Lego gibt es seit bald einem Jahrhundert. Die Firma wurde 1932 in Dänemark gegründet und schreibt seither eine Erfolgsgeschichte nach der anderen in der Spielzeugwelt. Kein Wunder, denn der Firmenname ist vom dänischen «leg godt» abgeleitet, was so viel wie «spiel gut» bedeutet.

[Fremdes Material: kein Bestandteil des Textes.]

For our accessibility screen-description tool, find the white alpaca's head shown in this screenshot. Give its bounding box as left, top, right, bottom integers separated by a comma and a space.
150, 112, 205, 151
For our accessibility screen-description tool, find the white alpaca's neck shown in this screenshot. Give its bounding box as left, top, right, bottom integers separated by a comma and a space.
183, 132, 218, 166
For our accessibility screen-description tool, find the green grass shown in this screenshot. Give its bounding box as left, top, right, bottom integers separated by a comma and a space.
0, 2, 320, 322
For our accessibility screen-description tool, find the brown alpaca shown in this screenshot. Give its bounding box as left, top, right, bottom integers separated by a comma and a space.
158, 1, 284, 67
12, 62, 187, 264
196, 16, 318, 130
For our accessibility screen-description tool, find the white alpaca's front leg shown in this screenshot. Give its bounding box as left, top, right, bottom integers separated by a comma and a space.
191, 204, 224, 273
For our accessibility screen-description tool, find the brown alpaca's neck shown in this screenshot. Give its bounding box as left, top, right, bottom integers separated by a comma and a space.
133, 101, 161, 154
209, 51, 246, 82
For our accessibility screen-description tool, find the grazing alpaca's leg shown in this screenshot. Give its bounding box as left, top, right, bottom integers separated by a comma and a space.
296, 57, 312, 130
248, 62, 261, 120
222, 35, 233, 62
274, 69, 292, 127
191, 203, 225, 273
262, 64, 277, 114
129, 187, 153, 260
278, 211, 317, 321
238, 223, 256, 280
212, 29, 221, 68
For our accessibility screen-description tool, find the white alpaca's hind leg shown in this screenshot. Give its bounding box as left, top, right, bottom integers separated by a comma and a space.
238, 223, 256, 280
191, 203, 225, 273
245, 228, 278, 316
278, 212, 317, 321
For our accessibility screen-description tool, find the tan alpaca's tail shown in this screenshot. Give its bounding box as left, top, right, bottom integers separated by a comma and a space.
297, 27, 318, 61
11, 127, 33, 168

Doch Lego ist nicht gleich Lego. Darum wurde wohl erst das Wort «Klemmbaustein» erfunden, das sich übrigens nicht einmal im Duden findet. Denn «Lego» ist eine geschützte Wortmarke und nicht einfach eine Bezeichnung für eine Art von Spielzeug. Dies mussten schon einige Produzenten von Konkurrenzprodukten und Youtube-Videos in Erfahrung bringen, die für den Missbrauch des Markennamens rechtlich belangt wurden.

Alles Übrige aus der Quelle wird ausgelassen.